Entendendo as alterações trazidas pelo Decreto 10.410/20
A nova redação do art. 57 do Decreto 3.048/99, incluída pelo Decreto 10.410/20, dispõe sobre a possibilidade de concessão da aposentadoria por idade híbrida após a Reforma, nos seguintes termos:
Art. 57. Os trabalhadores rurais que não atendam ao disposto no art. 56 mas que satisfaçam essa condição, se considerados períodos de contribuição sob outras categorias de segurado, farão jus ao benefício ao atenderem os requisitos definidos nos incisos I e II do caput do art. 51.
Em resumo, o artigo diz que o trabalhador rural que não atinge os requisitos para aposentadoria rural, poderá utilizar o período de atividade rural para o benefício previsto no art. 51 do mesmo Decreto.
E qual é o benefício do art. 51? É a já chamada “aposentadoria programada”, ou aposentadoria pela regra permanente da Reforma da Previdência. Vale conferir o artigo:
Art. 51. A aposentadoria programada, uma vez cumprido o período de carência exigido, será devida ao segurado que cumprir, cumulativamente, os seguintes requisitos:
I – sessenta e dois anos de idade, se mulher, e sessenta e cinco anos de idade, se homem;
II – quinze anos de tempo de contribuição, se mulher, e vinte anos de tempo de contribuição, se homem.
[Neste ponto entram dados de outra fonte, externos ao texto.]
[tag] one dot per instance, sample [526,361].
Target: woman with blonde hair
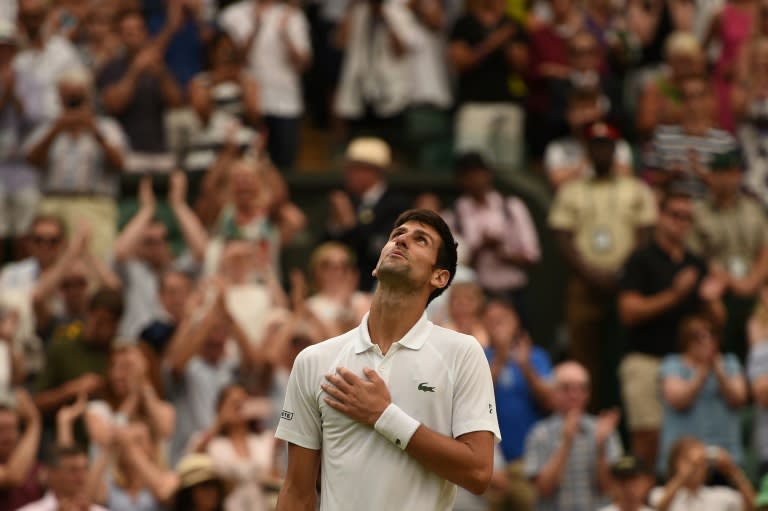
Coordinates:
[336,302]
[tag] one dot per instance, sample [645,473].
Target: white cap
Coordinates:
[370,151]
[7,32]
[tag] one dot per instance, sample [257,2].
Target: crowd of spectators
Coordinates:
[144,356]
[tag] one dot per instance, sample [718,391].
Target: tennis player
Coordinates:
[398,411]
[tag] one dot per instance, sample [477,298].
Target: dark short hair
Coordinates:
[470,161]
[48,218]
[108,300]
[446,253]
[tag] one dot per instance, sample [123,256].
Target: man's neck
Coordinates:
[393,314]
[674,249]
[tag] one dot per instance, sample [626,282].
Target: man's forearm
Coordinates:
[291,499]
[467,465]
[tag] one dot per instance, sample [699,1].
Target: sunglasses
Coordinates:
[46,240]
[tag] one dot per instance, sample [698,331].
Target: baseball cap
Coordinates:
[370,151]
[194,469]
[728,160]
[7,32]
[762,494]
[601,131]
[628,467]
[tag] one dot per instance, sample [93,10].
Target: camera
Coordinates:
[74,102]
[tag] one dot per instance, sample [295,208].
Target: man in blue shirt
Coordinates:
[521,374]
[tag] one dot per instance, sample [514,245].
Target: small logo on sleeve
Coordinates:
[425,388]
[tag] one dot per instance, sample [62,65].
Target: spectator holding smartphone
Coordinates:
[688,466]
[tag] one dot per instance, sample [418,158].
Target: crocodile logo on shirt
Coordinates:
[425,388]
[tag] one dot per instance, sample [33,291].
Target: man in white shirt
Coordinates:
[275,39]
[398,411]
[689,464]
[67,477]
[631,481]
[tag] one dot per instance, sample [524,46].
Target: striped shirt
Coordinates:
[78,164]
[578,489]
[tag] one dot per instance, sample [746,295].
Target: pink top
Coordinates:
[508,219]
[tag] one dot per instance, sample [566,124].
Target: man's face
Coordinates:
[46,242]
[725,183]
[32,15]
[571,389]
[676,218]
[9,433]
[100,327]
[74,286]
[175,293]
[133,32]
[697,100]
[67,480]
[584,53]
[476,182]
[73,96]
[359,177]
[410,255]
[601,152]
[154,247]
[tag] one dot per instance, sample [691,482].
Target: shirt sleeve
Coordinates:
[564,214]
[536,453]
[300,418]
[298,31]
[474,402]
[647,211]
[527,241]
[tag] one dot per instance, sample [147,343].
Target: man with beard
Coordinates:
[598,221]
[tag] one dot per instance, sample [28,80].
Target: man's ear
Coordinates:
[440,278]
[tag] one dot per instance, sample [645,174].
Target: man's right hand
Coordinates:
[87,384]
[571,423]
[684,281]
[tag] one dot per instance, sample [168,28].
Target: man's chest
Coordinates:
[420,385]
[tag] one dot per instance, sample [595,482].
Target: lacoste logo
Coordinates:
[425,388]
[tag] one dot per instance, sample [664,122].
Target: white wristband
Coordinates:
[396,426]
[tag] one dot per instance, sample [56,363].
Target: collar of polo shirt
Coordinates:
[414,339]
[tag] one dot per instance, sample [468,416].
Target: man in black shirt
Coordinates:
[661,284]
[137,87]
[486,48]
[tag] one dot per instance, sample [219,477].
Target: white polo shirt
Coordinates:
[437,376]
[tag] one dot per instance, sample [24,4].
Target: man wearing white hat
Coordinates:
[362,215]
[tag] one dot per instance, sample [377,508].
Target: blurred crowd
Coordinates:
[144,355]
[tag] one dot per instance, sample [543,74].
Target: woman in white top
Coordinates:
[129,394]
[690,462]
[336,303]
[245,458]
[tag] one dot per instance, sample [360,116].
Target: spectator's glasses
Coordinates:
[50,241]
[153,241]
[573,386]
[583,50]
[679,216]
[334,265]
[700,335]
[73,283]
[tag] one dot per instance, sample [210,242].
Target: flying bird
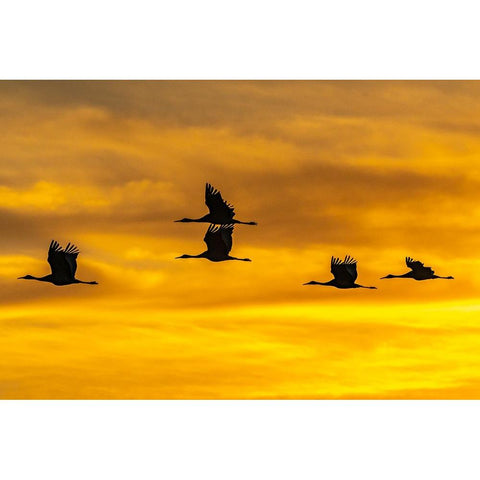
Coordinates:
[417,271]
[221,212]
[63,264]
[219,244]
[344,273]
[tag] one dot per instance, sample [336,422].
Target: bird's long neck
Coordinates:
[244,223]
[205,218]
[405,275]
[201,255]
[356,285]
[313,282]
[46,278]
[241,259]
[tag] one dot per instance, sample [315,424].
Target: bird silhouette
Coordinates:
[219,244]
[63,264]
[344,273]
[417,271]
[221,212]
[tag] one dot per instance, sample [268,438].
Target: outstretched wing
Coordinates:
[417,266]
[217,205]
[345,272]
[63,262]
[219,240]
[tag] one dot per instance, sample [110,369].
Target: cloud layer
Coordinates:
[377,170]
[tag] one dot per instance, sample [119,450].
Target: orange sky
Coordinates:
[377,170]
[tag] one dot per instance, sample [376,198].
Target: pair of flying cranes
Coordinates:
[218,238]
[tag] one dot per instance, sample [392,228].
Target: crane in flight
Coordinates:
[417,271]
[63,263]
[220,212]
[344,274]
[219,244]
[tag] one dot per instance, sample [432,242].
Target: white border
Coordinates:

Veja que esta já é a regra para quem se filiou ao sistema após o início da vigência da Reforma da Previdência (art. 19 da EC 103/2019), que exige 62 anos de idade e 15 anos de tempo de contribuição para mulheres, e 65 anos de idade e 20 anos de tempo de contribuição para homens.
O quanto prejudicial é essa alteração?
Ao excluir a possibilidade de concessão da modalidade híbrida na aposentadoria por idade pela regra de transição da Reforma, o novo Decreto causa enorme prejuízo aos segurados.
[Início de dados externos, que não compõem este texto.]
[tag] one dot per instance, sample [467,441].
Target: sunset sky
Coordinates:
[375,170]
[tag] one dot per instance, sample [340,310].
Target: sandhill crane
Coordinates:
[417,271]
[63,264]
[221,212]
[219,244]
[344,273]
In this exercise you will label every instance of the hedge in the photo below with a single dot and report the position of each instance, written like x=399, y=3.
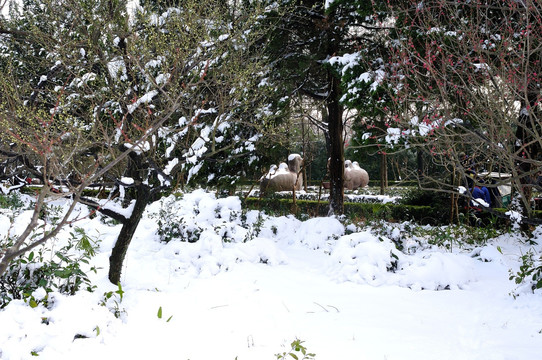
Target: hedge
x=389, y=212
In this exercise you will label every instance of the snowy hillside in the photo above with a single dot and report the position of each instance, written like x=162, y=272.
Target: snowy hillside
x=251, y=284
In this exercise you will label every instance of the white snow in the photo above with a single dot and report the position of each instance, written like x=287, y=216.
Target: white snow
x=252, y=284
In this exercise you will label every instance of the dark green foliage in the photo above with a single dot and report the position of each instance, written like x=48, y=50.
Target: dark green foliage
x=529, y=271
x=388, y=212
x=11, y=201
x=62, y=272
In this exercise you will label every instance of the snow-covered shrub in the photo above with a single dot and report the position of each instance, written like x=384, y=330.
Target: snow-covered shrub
x=32, y=276
x=530, y=271
x=186, y=217
x=11, y=201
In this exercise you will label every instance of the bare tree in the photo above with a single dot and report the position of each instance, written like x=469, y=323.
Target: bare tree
x=465, y=84
x=129, y=105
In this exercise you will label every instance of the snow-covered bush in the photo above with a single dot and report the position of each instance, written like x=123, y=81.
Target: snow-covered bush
x=185, y=217
x=32, y=276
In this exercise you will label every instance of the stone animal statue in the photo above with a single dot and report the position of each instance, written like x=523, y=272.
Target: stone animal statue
x=354, y=176
x=284, y=177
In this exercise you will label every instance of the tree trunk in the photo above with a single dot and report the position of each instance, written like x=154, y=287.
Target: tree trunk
x=419, y=158
x=336, y=155
x=528, y=149
x=383, y=173
x=143, y=197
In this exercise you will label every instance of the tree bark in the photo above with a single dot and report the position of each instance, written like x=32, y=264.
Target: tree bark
x=143, y=197
x=336, y=163
x=383, y=173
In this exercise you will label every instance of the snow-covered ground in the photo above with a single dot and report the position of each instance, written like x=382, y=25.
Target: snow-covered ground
x=252, y=284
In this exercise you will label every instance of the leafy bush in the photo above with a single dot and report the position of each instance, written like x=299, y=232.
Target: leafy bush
x=11, y=201
x=37, y=270
x=297, y=352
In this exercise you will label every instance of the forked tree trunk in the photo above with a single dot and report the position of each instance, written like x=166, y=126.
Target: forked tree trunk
x=383, y=173
x=116, y=260
x=336, y=162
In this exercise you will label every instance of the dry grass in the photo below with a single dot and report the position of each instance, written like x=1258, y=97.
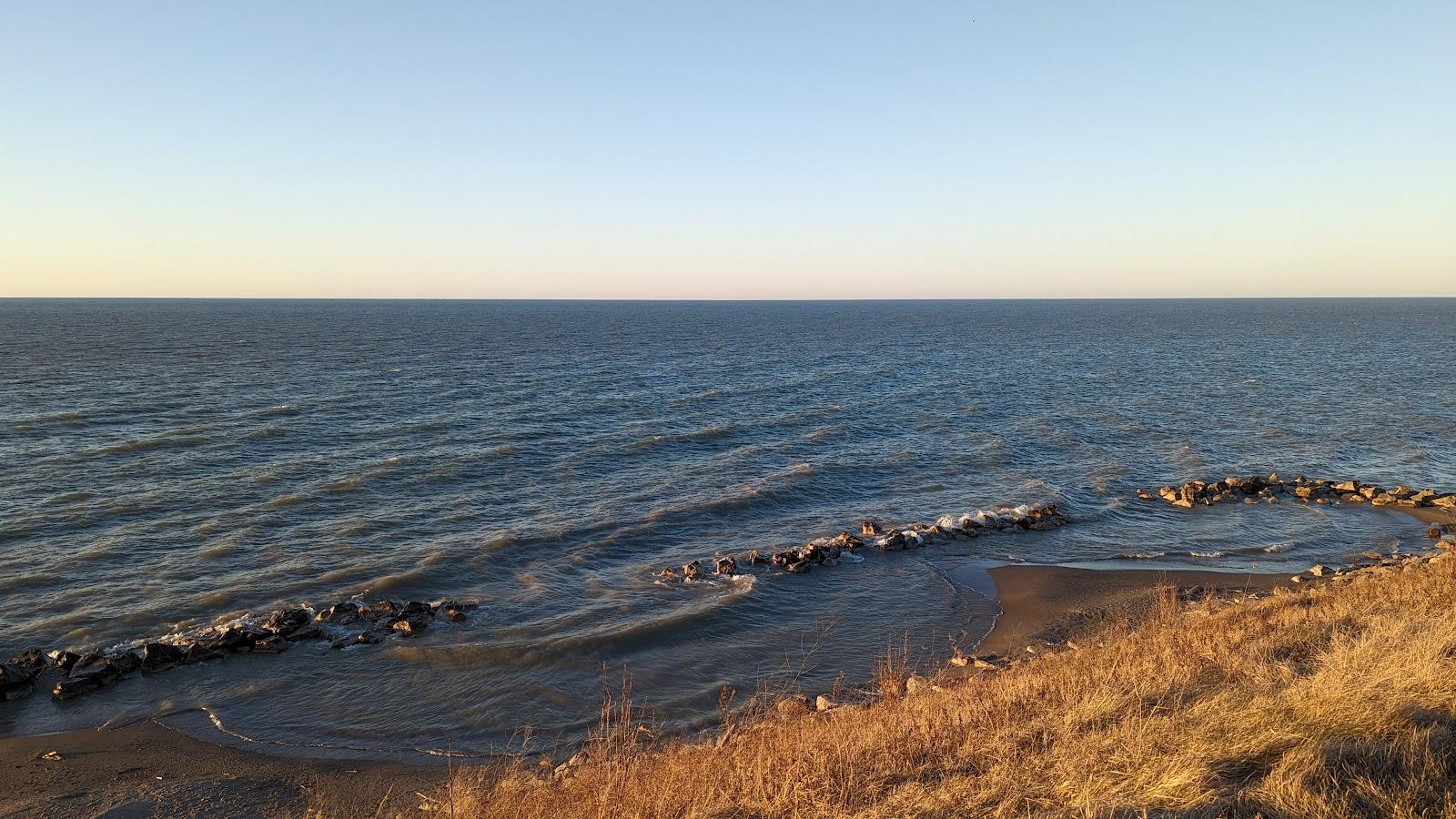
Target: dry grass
x=1340, y=702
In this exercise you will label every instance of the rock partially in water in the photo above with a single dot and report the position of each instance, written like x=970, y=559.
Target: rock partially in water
x=286, y=622
x=16, y=681
x=339, y=612
x=273, y=644
x=160, y=656
x=273, y=632
x=62, y=659
x=1308, y=490
x=33, y=659
x=412, y=625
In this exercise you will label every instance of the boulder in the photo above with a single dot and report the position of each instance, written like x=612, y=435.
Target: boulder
x=306, y=632
x=75, y=687
x=339, y=612
x=273, y=644
x=35, y=659
x=160, y=656
x=456, y=614
x=15, y=681
x=379, y=610
x=62, y=659
x=412, y=625
x=198, y=652
x=286, y=622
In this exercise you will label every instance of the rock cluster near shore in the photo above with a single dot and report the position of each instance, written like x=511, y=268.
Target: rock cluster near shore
x=341, y=624
x=829, y=551
x=1309, y=490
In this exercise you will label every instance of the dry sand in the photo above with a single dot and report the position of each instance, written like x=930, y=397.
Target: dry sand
x=150, y=770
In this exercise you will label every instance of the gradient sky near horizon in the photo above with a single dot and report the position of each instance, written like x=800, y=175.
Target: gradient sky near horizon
x=727, y=150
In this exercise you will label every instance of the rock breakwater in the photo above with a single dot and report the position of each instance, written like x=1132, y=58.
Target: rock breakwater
x=829, y=551
x=70, y=673
x=1308, y=490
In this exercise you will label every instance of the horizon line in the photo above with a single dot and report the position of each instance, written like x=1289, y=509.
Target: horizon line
x=701, y=300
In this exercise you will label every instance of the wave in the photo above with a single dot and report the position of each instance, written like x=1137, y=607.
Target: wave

Nesse sentido, vale relembrar a regra de transição (art. 18 da EC 103/2019):
- 60 anos, se mulher, e 65 anos, se homem – idade mínima para mulheres com aumento progressivo de 6 meses por ano a partir de 2020, chegando a 62 anos em 2023;
- 15 anos de contribuição para ambos os sexos.
Veja que, em 2020, a idade para uma mulher se aposentar pela híbrida saltaria de 60 anos e 06 meses (regra transição) para 62 anos (regra permanente). Isto é, pela nova disposição, uma segurada nesta situação teria que aguardar mais 01 ano e 06 meses para se aposentar.
Por outro lado, quando se trata de segurado homem, o prejuízo é ainda maior! Isso porque o requisito sobe de 15 anos de tempo de contribuição (regra transição) para 20 anos (regra permanente).
Nesse cenário, um homem que estava há 01 ano de completar o tempo para se aposentar, agora estará há 06 anos de sua aposentação, pois o requisito de 15 anos de tempo de contribuição sobe para 20 anos.
Por que a nova regra é ilegal?
Conforme já destaquei, a modalidade híbrida da aposentadoria por idade está expressamente prevista em Lei (art. 48, § 3º, Lei 8.213/91).
O dispositivo de Lei, ainda em perfeita vigência, assegura a possibilidade de somar tempo rural e urbano para o preenchimento dos requisitos da aposentadoria por idade.
Portanto, a ilegalidade do Decreto ao passar por cima da Lei e aplicar essa possibilidade somente a aposentadoria programada é evidente! Ela não se justifica em qualquer caráter lógico ou legal.
Se existe uma regra de transição da aposentadoria por idade, a modalidade híbrida deve legalmente ser aplicada a ela, simples assim!
Por fim, na hipótese absurda de se considerar que o Decreto não foi contrário à Lei, definitivamente estamos diante de uma extrapolação de sua capacidade normativa – decretos não possuem atribuição para criar requisitos de benefícios previdenciários.